How Europe is dealing with privacy online

Euro symbol on a computer keyboard © EU

In an article published by CNN, Vice-President Viviane Reding, EU Justice Commissioner, said "Today, we live in a world of breathtaking possibilities. We can send instant messages to our loved ones on the other side of the world at the tap of a finger. We can share vacation photos with friends in real time. We can entrust our private data to a cloud service provider without having to worry about storage space.

All this technological advancement helps drive innovation, growth and job creation. In Europe, we are embracing these changes. But alongside progress, we are faced with new regulatory challenges.

In a recent poll, 72% of Europeans said they are concerned about how companies use their personal data. Worries about online privacy are one of the most frequent reasons for why people don't buy goods and services on the Web. Our confidence in a digital future will depend on whether we know that our data will be safely protected."
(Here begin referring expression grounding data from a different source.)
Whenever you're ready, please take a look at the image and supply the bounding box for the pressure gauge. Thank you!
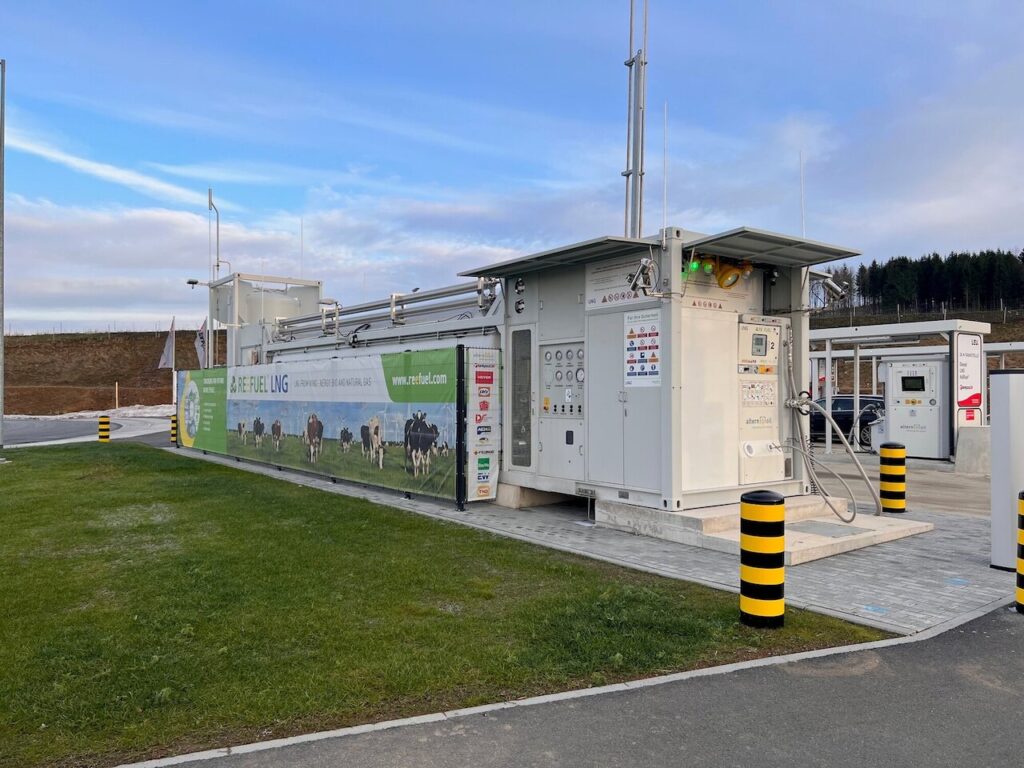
[544,350,552,361]
[575,368,585,383]
[555,350,563,360]
[555,370,563,381]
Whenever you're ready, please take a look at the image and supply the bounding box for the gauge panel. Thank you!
[540,342,586,419]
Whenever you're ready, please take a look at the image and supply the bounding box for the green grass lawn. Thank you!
[0,444,886,768]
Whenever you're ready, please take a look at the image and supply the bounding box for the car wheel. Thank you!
[858,423,872,447]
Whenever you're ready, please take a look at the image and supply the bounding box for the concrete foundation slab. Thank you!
[595,493,933,564]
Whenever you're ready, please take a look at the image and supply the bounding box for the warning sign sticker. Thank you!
[585,256,650,310]
[624,309,661,387]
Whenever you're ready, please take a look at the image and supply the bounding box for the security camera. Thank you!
[628,257,655,293]
[821,276,848,301]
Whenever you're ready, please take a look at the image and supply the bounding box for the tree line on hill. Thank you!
[821,249,1024,313]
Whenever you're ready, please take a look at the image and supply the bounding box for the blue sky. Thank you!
[2,1,1023,331]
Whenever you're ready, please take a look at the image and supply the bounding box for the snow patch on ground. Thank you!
[8,404,175,420]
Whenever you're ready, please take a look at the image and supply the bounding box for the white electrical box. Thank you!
[737,316,786,484]
[876,360,950,459]
[989,370,1024,569]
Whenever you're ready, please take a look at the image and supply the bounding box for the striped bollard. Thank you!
[98,415,111,443]
[170,415,178,445]
[740,489,785,629]
[1017,492,1024,615]
[879,442,907,513]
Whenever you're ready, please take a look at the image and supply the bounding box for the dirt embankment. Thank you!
[3,331,219,415]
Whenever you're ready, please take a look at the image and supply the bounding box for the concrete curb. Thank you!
[114,593,1015,768]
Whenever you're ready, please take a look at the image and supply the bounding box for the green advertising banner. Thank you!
[381,348,457,403]
[176,369,227,452]
[224,349,461,500]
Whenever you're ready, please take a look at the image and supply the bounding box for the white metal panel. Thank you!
[586,312,625,486]
[990,371,1024,569]
[680,308,739,491]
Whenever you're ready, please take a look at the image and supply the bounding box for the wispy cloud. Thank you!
[7,129,235,210]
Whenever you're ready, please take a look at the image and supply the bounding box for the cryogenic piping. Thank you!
[277,279,496,330]
[783,326,883,521]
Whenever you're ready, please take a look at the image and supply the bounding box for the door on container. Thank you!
[624,378,661,491]
[585,312,624,486]
[508,327,535,471]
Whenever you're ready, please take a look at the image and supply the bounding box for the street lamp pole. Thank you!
[1,59,7,450]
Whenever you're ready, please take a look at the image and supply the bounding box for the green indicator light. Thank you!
[689,260,700,272]
[702,261,714,274]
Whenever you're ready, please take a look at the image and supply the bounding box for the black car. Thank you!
[808,395,884,445]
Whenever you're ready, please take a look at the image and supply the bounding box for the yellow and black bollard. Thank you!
[170,415,178,445]
[879,442,907,513]
[1017,492,1024,615]
[740,489,785,629]
[97,415,111,443]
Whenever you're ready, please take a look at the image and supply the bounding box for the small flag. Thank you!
[158,317,176,369]
[195,319,207,368]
Last month Vice-President Viviane Reding presented legislative proposals to reform EU data protection rules in order to make European goods and services more accessible to businesses and consumers and set an international standard for online privacy. The Commission's proposals update and modernise the principles enshrined in the 1995 Data Protection Directive to guarantee privacy rights in the future. The initiative will help reinforce consumer confidence in online services, providing a much needed boost to growth, jobs and innovation in Europe.